Ma Bell has scotched the rumor that Burt Reynolds made his telephone credit card number public, donating the digits to his fans for free long-distance calls. Reynolds' press agent, David Gershenson, confided to the Washington Post: "I told Burt about it . . . he was really upset."
And why not? Burt has been telling interviewers for years that he wants more than anything to become a father, and, as every father and mother knows, the first step to a well-planned parenthood is to save up for those phone bills that start coming in about 15 years after the first "Da-da."
The rumor is being dismissed as a "college prank." But why, Ma Bell must be asking herself, do people always seem to think of poor phone company when they're feeling prankish?
Well, in the first place, of course, the phone company isn't the poor phone company. But that's not the whole story. No prankster started a rumor, for instance, that Burt Reynolds had made public his American Express card number.
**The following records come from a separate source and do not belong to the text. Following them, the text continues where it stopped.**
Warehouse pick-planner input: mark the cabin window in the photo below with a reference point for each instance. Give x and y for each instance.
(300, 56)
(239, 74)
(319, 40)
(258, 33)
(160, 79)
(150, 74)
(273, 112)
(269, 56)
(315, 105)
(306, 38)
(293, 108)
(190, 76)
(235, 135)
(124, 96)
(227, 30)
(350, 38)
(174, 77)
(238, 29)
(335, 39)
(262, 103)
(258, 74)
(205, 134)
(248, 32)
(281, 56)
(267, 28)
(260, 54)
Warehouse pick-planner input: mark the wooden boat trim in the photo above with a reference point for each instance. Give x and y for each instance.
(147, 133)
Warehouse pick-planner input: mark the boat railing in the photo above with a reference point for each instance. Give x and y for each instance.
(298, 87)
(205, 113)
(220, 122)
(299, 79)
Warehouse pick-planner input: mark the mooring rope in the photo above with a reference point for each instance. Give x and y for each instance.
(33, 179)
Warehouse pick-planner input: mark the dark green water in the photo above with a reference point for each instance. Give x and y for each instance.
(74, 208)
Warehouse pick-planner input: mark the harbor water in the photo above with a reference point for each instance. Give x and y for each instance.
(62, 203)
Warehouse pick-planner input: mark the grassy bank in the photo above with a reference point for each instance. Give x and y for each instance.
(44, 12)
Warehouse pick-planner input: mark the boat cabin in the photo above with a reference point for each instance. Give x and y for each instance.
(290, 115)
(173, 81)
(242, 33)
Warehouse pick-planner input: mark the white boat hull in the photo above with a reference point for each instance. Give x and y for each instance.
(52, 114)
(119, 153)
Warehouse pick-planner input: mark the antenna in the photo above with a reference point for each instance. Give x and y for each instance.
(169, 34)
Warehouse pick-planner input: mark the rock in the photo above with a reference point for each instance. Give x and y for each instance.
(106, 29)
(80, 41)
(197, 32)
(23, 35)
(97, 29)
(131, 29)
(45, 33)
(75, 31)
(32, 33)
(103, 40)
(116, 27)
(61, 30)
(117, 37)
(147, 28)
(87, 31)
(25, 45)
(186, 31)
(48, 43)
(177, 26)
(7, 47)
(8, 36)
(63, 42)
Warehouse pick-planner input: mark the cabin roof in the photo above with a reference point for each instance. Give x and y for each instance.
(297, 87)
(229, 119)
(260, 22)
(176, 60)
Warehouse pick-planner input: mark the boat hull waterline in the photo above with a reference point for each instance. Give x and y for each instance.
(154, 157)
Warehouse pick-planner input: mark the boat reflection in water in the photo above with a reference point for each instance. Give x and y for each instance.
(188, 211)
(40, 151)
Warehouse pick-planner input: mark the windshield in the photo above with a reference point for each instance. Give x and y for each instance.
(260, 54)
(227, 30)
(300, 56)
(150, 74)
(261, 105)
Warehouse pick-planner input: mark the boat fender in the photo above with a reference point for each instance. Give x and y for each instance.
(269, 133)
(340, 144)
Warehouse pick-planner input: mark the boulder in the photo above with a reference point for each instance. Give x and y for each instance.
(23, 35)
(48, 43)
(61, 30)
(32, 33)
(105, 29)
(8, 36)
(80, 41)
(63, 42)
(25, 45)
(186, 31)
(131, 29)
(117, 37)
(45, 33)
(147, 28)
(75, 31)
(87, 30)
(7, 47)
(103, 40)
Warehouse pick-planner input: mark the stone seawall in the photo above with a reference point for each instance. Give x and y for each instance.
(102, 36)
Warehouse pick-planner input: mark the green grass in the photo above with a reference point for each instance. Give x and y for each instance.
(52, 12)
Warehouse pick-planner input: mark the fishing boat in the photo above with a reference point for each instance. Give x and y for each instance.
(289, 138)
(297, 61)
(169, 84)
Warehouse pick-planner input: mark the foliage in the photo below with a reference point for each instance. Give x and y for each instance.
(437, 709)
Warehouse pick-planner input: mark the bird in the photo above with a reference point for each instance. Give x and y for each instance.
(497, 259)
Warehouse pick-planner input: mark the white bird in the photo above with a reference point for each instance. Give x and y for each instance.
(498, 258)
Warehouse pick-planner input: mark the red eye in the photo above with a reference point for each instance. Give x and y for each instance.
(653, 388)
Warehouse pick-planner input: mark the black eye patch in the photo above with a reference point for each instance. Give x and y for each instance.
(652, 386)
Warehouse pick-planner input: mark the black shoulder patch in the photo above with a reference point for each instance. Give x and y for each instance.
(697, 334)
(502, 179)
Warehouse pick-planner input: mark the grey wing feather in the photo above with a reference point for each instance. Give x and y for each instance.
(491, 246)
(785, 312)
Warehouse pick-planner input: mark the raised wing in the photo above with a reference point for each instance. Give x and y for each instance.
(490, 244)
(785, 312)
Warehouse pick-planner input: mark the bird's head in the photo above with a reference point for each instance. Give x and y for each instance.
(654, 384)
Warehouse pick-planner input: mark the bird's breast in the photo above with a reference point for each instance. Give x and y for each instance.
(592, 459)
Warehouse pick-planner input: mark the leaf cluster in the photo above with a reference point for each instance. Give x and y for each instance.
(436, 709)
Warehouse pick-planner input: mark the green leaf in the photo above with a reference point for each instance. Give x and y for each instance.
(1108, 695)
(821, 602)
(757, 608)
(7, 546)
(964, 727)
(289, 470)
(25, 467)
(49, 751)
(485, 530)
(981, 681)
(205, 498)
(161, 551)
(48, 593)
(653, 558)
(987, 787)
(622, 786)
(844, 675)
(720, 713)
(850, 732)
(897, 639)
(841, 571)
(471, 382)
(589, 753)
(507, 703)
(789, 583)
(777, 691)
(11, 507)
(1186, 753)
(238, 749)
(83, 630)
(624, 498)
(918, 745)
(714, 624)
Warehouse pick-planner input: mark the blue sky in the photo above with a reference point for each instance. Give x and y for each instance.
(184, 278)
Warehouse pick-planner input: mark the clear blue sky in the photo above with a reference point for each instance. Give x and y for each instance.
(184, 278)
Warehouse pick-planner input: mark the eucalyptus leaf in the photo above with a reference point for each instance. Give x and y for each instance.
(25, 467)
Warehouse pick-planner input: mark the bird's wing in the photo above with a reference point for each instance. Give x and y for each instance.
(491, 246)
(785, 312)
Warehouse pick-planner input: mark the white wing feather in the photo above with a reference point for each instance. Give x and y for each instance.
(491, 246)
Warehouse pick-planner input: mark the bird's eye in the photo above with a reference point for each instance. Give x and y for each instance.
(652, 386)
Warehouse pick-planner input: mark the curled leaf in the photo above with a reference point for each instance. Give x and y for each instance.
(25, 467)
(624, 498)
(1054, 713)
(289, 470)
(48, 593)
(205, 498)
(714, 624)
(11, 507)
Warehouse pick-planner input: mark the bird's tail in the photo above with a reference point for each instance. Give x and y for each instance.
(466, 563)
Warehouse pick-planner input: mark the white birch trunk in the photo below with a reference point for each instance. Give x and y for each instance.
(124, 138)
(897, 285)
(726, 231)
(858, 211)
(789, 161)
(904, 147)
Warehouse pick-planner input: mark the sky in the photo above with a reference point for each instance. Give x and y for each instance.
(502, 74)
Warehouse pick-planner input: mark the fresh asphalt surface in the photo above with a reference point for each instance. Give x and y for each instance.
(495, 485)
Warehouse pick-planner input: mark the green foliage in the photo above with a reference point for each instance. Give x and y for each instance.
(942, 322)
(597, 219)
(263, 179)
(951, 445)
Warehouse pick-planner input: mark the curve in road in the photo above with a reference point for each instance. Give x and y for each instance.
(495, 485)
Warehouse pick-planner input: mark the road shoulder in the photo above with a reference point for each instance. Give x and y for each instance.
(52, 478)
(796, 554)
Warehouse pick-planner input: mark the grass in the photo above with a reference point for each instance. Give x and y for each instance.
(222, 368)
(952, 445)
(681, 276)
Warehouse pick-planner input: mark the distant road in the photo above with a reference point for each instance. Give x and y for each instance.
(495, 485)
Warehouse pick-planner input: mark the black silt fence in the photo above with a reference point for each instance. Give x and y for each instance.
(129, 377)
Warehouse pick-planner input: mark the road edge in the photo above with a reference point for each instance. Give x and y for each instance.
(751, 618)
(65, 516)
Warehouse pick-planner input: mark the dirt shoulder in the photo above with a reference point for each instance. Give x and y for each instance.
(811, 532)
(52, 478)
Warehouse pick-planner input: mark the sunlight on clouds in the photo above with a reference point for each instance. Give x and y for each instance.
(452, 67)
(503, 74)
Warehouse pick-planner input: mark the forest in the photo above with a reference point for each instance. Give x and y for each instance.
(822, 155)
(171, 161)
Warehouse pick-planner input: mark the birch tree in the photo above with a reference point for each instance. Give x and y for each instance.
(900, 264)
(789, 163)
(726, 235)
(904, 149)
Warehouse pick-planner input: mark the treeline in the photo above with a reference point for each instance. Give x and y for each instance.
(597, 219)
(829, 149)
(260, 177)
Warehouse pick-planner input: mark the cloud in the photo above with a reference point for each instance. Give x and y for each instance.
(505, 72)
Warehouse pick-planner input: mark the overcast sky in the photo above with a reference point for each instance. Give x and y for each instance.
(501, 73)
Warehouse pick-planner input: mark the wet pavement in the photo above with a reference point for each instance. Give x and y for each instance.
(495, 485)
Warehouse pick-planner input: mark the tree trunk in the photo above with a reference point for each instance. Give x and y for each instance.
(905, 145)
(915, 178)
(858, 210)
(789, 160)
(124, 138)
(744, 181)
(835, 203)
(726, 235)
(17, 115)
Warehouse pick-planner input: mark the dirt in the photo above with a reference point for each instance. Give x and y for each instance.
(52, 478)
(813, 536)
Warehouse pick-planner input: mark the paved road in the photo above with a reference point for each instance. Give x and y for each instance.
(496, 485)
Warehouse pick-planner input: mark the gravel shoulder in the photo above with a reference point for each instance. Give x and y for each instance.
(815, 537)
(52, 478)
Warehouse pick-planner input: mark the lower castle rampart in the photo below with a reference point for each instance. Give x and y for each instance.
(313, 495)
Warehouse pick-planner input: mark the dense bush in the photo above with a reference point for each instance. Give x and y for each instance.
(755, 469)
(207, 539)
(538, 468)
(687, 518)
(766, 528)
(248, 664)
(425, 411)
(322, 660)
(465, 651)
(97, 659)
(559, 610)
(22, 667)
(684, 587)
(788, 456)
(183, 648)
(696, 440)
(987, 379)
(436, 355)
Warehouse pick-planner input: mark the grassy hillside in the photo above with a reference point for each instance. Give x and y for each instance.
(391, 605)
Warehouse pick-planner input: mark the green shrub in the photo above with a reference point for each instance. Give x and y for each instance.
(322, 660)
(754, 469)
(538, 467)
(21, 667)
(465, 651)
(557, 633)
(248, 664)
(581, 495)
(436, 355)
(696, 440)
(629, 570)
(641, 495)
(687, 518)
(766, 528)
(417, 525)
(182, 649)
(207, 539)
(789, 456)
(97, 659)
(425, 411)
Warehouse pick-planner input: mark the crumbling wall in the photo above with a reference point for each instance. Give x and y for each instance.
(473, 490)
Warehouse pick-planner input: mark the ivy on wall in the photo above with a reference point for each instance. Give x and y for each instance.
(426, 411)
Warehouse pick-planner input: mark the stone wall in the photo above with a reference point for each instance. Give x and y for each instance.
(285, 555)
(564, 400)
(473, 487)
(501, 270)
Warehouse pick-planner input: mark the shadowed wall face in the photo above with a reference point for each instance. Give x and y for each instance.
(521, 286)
Our theory goes like this: Jokes about the phone company are more than a childish strategy for "getting even" with Ma Bell's bills. We are trying to "get even" with the telephone itself, that gadget whose cord snakes into our kitchens, our offices, our bedrooms -- everywhere.
We tend to be as ambivalent -- as two-way -- about the telephone as mouthpiece and receiver. Of all our ingenious inventions, the telephone is the servant that most successfully operates as master. The car we can park in the garage. The television set we can flick off. See who's boss?
The telephone rings, and see who jumps.
If it were the front doorbell, you could sneak to your upstairs window -- you know, the one with the extra-thick curtain -- and peek out to see who's there, and then it's too late. The stranger is in the door -- or worse, the friend with a filibusteering power that even Strohm Thurmond would envy.
There is an invariable law of telephony that says: the longer the phone call, the less prepared you are for it, mentally and physically. As the marathon monologist goes on and on, you sit on the edge of the tub, dripping colder and colder water, huging your clammy towel about you while the long night closes in.
Or else you're trapped in the kitchen, just inches away at full extension from the sandwich you have prepared for your already-delayed lunch.
See the edges of the whole wheat begin to curl?
See the lettuce beginning to turn the color of the whole wheat?
What is it about the telephone that paralyzes us into politeness? How we miss the body language that can
There seems to be nothing between "Yes . . . yes . . . oh yes!m and "Make it quick . . . can't talk . . . gotta go." Click.
And then, of course, you have to call back to apologize.
How in the world did the first of the phoned folks cope when Alexander Graham Bell was saying brusque things like, "Mr. Watson, come here, I want you"?
The telephone is a tryanny against whcih we have no code of resistance. It holds both parties in its grip -- the caller as well as the called.
For the half of us that hungers to talk and, yes, listen, there is an opposing self that wants solitude. Silence.
That part of us wants to light up every switchboard in the country in one giant yak-yak that will leave the coaxial cables molten and smoking -- in a terminal state of self-destruct.
That part of us fantasizes 100 million Americans calling 100 million other Americans on Burt Reynolds's credit card, followed by a peace so sweet and profound we would-be hermits could hear a cactus rustle rustle in our desert or a pine tree break on our mountaintop.
That part of us agrees with Mark Twain: "If Bell had invented a muffler or a gag, he would have done a real service."
Then we pick up the phone to pass on the quote.